After an hour of discussions, and after an already tense first meeting on Tuesday, the decision was taken unanimously: the first group of the coalition will support the social security budget… But not at all out of conviction. “We vote not out of substantive support, but out of political responsibility,” agrees one participant, the Macronist Pieyre-Alexandre Anglade. His colleague Mathieu Lefèvre recognizes this: “The political situation does not allow us to do things differently. »

This assumed embarrassment stems from a deep disagreement with Michel Barnier. For the sake of savings, the Prime Minister initially wanted to cancel 4 billion euros of exemptions from employer contributions, which amounts to increasing the cost of labor. A red line for members of the presidential camp who have made lower taxes for businesses a political marker for seven years. Faced with this strong protest movement which could derail everything, the head of government agrees to a gesture: reduce these 4 billion euros to 1.5 billion.

The ex-Renaissance deputies are divided. On the one hand, those who find the compromise acceptable and on the other, those who refuse any euro increase in employer contributions. “It’s 50-50 with us,” notes a tenor in the group.
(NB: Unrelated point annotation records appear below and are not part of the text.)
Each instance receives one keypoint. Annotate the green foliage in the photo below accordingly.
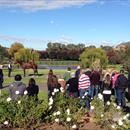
(110, 115)
(15, 47)
(68, 108)
(23, 112)
(26, 55)
(92, 55)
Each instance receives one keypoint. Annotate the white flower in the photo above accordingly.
(68, 111)
(92, 107)
(100, 96)
(108, 103)
(68, 119)
(6, 123)
(56, 120)
(113, 126)
(58, 113)
(120, 123)
(118, 107)
(25, 92)
(19, 102)
(8, 99)
(54, 114)
(62, 89)
(16, 92)
(53, 93)
(74, 127)
(102, 115)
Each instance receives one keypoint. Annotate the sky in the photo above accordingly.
(34, 23)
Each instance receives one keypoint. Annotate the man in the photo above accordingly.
(120, 86)
(95, 81)
(84, 86)
(17, 88)
(9, 69)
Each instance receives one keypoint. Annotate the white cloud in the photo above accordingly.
(51, 22)
(33, 5)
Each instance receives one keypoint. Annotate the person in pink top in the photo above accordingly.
(84, 88)
(114, 79)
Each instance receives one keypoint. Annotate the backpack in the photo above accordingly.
(122, 82)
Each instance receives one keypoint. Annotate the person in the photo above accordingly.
(32, 88)
(107, 88)
(84, 88)
(72, 85)
(77, 72)
(17, 88)
(95, 81)
(67, 74)
(9, 69)
(1, 78)
(52, 83)
(120, 85)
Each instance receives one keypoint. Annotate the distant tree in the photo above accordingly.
(3, 53)
(26, 55)
(15, 47)
(94, 55)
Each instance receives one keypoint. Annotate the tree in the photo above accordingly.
(3, 53)
(26, 55)
(15, 47)
(91, 56)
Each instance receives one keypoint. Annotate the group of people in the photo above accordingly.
(88, 84)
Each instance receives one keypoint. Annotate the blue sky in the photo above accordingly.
(36, 22)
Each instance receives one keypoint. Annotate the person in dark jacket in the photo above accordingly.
(120, 86)
(72, 86)
(95, 81)
(107, 88)
(17, 88)
(1, 78)
(32, 88)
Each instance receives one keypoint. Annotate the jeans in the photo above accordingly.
(120, 97)
(81, 94)
(94, 90)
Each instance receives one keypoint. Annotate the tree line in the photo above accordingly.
(59, 51)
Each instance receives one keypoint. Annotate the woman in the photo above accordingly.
(1, 78)
(107, 87)
(32, 88)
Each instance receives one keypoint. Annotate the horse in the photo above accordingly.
(29, 65)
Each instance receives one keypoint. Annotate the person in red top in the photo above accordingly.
(95, 81)
(84, 86)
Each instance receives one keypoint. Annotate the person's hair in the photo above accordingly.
(18, 77)
(32, 81)
(107, 79)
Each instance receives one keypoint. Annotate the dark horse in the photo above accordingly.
(29, 65)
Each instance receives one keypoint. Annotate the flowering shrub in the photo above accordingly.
(66, 111)
(21, 113)
(110, 115)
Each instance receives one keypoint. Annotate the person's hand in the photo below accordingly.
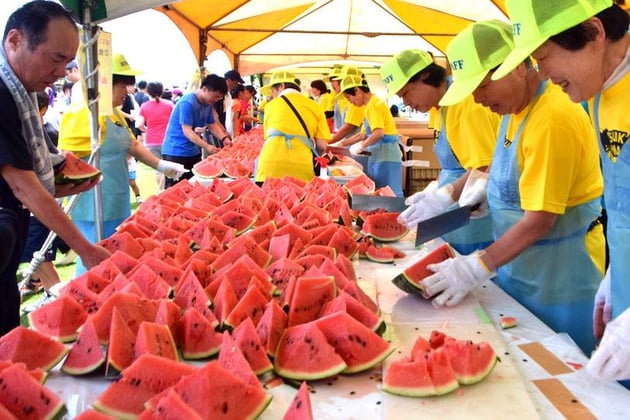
(475, 192)
(172, 170)
(454, 278)
(71, 188)
(611, 360)
(357, 148)
(425, 204)
(602, 308)
(94, 255)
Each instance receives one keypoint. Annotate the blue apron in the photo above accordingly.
(116, 202)
(555, 277)
(384, 165)
(616, 198)
(478, 233)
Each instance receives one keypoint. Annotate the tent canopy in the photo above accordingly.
(261, 35)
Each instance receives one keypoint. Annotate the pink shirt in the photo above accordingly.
(156, 115)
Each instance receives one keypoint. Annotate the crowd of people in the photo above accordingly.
(512, 136)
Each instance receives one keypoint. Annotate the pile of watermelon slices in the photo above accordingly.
(439, 366)
(196, 263)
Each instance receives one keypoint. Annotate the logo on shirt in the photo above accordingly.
(613, 141)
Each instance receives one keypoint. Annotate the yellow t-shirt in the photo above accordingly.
(471, 130)
(354, 115)
(557, 154)
(327, 102)
(276, 158)
(378, 115)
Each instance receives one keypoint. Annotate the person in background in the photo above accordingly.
(117, 143)
(192, 114)
(177, 93)
(295, 131)
(241, 98)
(464, 141)
(141, 96)
(544, 190)
(152, 121)
(584, 47)
(34, 33)
(353, 115)
(379, 137)
(132, 168)
(325, 99)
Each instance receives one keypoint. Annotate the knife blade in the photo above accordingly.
(443, 223)
(372, 202)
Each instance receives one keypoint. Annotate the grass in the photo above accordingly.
(148, 186)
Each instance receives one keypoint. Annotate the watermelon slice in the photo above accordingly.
(25, 345)
(24, 397)
(304, 354)
(410, 280)
(86, 354)
(300, 407)
(75, 171)
(360, 347)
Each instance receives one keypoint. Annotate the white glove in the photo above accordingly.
(611, 360)
(475, 192)
(454, 278)
(425, 204)
(357, 149)
(171, 169)
(602, 307)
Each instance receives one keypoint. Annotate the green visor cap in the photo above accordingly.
(403, 66)
(535, 21)
(476, 50)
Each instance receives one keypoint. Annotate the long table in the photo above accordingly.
(538, 376)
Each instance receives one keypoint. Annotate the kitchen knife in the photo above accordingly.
(446, 222)
(373, 202)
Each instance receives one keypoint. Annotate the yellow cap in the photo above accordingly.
(403, 66)
(535, 21)
(349, 82)
(121, 67)
(479, 48)
(278, 77)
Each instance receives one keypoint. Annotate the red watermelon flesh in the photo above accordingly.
(441, 372)
(86, 354)
(409, 378)
(25, 397)
(300, 408)
(146, 377)
(155, 339)
(309, 296)
(246, 339)
(304, 354)
(216, 393)
(410, 280)
(271, 326)
(197, 337)
(59, 319)
(168, 407)
(25, 345)
(75, 171)
(384, 227)
(120, 349)
(360, 347)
Hence the gray smoke this Wednesday morning: Gabriel Attal’s deputies will vote on the social security budget but will oppose article 6 on the cost of labor, during its examination this Wednesday afternoon in the Assembly , behind closed doors of the joint committee (CMP).

A lip service that allows the most angry MPs, like former minister Marie Lebec, to join the ranks. She is far from being the only one. On Tuesday, Élisabeth Borne described this budget as a “catalogue of horrors”. Enough to leave traces in this LR-macronist coalition which has never been so fragile.